LOGAN SQUARE — Logan Square, prepare to be destroyed.
Musician and guitar pedal-maker John Wator has introduced his newest creation — the Logan Square Destroyer.
The 34-year-old native Chicagoan and Logan Square resident has been shredding for a decade with glam metal band The Last Vegas. But about a year ago he turned his passion for guitars into a profitable business making original, hand-built guitar pedals under his business Daredevil Pedals.
It started — as many great projects do — out of necessity.
"Cool stuff is really expensive, so I was like, well maybe I can just learn to do that for fun, and then I was really good at it, so I got just kind of obsessed," Wator said.
He started out with DIY pedal kits, which offer a more affordable option for guitarists willing to tinker around with circuit boards and solder wires, but soon enough he was building from scratch.
With the addition of the Logan Square Destroyer, his line of pedals is up to seven.
"It's cool to be creative in a different way, instead of just writing songs," he said of his newfound vocation.
Most of his pedals offer a variation of the fuzz effect, and the Logan Square Destroyer is no different.
The pedal creates "a perfect blend of raw '60s-type fuzz and heavy modern doom," according to his website, so it's no accident that the pedal's acronym is LSD.
"I've always been a big fan of kind of psychedelic doom kind of metal, so that was definitely kind of a subtle reference," he said. "I'm definitely geared to that kind of music."
As an homage to the neighborhood itself, the pedal features an eagle resembling the one atop the Illinois Centennial Monument in Logan Square.
"I live in Logan Square, so it was just kind of an idea I had to have the statue eagle on it and stuff," he said.
Wator delivered six freshly minted Logan Square Destroyers to the Chicago Music Exchange in Lakeview, where they went on sale Thursday.
Joel Bauman of the Chicago Music Exchange said he's been a fan of Wator's pedals from the get-go.
"His stuff is awesome," he said. "We'd never heard of [his pedals], obviously, until he walked in the door with a bunch of pedals.

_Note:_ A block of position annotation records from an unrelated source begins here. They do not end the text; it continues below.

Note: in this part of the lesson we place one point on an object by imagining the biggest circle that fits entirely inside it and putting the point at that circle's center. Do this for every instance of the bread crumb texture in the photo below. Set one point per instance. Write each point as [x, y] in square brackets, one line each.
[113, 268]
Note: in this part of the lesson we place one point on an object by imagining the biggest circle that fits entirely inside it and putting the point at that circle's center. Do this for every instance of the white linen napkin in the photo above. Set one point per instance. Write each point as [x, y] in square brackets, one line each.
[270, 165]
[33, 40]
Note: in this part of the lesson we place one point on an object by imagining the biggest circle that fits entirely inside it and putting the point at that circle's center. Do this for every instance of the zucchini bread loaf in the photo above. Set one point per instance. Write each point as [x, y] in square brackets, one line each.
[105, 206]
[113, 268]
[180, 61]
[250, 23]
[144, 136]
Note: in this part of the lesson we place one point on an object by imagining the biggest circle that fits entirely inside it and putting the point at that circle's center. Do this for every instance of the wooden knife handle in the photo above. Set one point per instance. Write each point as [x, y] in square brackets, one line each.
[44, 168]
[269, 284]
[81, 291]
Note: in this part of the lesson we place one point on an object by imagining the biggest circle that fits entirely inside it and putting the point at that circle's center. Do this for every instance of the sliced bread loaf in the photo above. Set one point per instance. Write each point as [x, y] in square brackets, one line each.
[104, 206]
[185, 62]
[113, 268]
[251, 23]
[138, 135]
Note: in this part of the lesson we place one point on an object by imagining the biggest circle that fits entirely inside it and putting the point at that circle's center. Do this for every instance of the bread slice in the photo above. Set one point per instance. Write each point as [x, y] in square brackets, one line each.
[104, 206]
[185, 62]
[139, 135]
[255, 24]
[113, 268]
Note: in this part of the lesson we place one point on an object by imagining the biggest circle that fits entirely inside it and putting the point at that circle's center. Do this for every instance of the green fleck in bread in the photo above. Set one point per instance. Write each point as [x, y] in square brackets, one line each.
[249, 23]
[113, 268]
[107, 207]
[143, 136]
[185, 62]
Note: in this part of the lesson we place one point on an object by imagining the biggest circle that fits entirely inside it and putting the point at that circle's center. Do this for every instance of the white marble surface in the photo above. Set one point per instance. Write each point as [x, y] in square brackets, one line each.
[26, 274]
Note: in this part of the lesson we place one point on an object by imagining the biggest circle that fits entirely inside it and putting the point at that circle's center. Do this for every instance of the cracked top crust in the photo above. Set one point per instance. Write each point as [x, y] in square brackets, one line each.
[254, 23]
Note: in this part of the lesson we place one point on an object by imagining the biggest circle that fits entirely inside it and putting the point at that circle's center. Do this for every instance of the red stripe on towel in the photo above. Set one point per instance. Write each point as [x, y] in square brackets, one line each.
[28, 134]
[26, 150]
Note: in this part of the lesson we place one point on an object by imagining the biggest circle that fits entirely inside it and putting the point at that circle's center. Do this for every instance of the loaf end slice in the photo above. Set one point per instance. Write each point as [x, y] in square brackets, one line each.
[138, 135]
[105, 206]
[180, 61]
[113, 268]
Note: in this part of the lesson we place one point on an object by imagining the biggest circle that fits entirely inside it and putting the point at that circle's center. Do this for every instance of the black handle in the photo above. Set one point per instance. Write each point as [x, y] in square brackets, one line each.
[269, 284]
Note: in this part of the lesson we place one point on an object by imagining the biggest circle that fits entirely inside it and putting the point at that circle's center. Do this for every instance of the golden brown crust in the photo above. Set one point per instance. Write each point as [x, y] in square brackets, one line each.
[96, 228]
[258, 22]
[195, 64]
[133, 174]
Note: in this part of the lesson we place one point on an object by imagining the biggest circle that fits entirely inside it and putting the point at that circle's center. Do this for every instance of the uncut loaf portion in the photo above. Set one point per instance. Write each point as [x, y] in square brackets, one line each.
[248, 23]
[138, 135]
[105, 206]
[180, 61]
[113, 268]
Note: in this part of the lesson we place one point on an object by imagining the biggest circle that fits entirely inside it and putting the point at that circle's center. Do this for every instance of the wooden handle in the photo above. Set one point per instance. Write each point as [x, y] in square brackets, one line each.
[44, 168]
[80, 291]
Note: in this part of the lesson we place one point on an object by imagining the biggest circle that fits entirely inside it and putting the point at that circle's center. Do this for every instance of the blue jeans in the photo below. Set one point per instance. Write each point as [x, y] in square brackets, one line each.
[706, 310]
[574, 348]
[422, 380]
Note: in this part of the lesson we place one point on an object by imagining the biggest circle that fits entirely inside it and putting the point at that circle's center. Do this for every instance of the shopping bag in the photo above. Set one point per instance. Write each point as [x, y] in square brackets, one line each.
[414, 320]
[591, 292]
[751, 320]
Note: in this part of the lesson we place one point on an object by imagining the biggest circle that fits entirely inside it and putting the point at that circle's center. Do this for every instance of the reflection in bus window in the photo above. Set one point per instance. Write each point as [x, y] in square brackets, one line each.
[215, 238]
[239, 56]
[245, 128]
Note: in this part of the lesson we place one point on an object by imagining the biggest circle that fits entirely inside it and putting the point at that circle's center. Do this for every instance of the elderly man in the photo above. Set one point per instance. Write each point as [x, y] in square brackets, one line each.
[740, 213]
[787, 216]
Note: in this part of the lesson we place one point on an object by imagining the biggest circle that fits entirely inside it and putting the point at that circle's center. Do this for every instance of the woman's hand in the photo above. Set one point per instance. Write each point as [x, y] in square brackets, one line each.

I played them, and I thought they were just awesome."
Hand-built or "boutique" pedals like Wator's are often $200 or $300, Bauman notes, so at $120 retail, they are much more affordable.
"So we jumped on it immediately because it's cool stuff," Bauman said.
Wator's pedals can also be purchased online at the Chicago Music Exchange website, or directly from the Daredevil Pedals website, in addition to a few stores on the East Coast and in St. Louis.